Presiden, dan Ubermensch
Dikutib dari KOMPAS.com - Menteri Koordinator Bidang Politik, Hukum, dan Keamanan Wiranto menuding aksi demonstrasi yang dilakukan mahasiswa telah diambil alih oleh para perusuh yang ingin menggagalkan pelantikan anggota DPR hasil Pemilu 2019 pada 1 Oktober mendatang.
Tidak hanya itu, Wiranto bahkan menuding para perusuh itu ingin menggagalkan pelantikan presiden dan wakil presiden terpilih hasil Pemilu Presiden 2019 atau Pilpres 2019 pada 20 Oktober 2019.

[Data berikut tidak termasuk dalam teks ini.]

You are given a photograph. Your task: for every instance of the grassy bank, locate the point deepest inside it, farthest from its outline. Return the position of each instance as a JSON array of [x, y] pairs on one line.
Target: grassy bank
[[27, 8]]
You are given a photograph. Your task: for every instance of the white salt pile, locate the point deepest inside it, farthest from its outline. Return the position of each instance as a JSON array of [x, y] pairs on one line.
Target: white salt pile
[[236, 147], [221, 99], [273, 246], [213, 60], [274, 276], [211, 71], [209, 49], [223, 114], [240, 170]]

"Kelompok yang mengambil alih bukan murni lagi mengkoreksi kebijakan. Mereka ingin menduduki DPR dan MPR agar tidak dapat melaksanakan tugasnya," kata Wiranto dalam konferensi pers di kantor Kemenko Polhukam pada Kamis (26/9/2019).
Maka melihat dan membatinkan kondisi kekinian seorang pemimpin atau presiden memerlukan mental yang melampuai. Ada banyak kajian dan tulisan yang memungkinkan pembahasan ini.
Pada tulisan di Kompasian ini saya meminjam pemikiran Nietzsche yang saya anggap relevan dengan kondisi ketidakpastian dan Negara penuh risiko bahkan mendekati [chaos]. Ramuan dan pemikiran Nietzsche bisa diambil kepala Negara agar Indonesia bisa menjadi lebih baik kedapannya.
Dilahirkan di Rocken dekat Leipzig, Jerman, Friedrich Nietzsche (1844-1900) tumbuh dalam keluarga yang religius, dengan ayahnya menjadi pendeta Lutheran.
Pada tahun 1849, keluarga itu pindah ke Naumburg setelah kematian ayah Nietzsche, dan saudara perempuannya Elisabeth dibesarkan oleh ibu, nenek, dan dua bibi.
Friedrich muda unggul di sekolah dan, pada usia hanya 24, Nietzsche menjadi profesor filologi klasik di Universitas Basel orang termuda yang pernah ditunjuk untuk posisi itu.
Selama di Basel, Nietzsche menulis karya-karyanya yang pertama, Kelahiran Tragedi dan Manusia, Manusia Terlalu Manusia Seiring berjalannya waktu, kesehatannya menurun, dan Nietzsche meninggalkan karier akademisnya dan hidup sebagai manusia penyendiri [soliter].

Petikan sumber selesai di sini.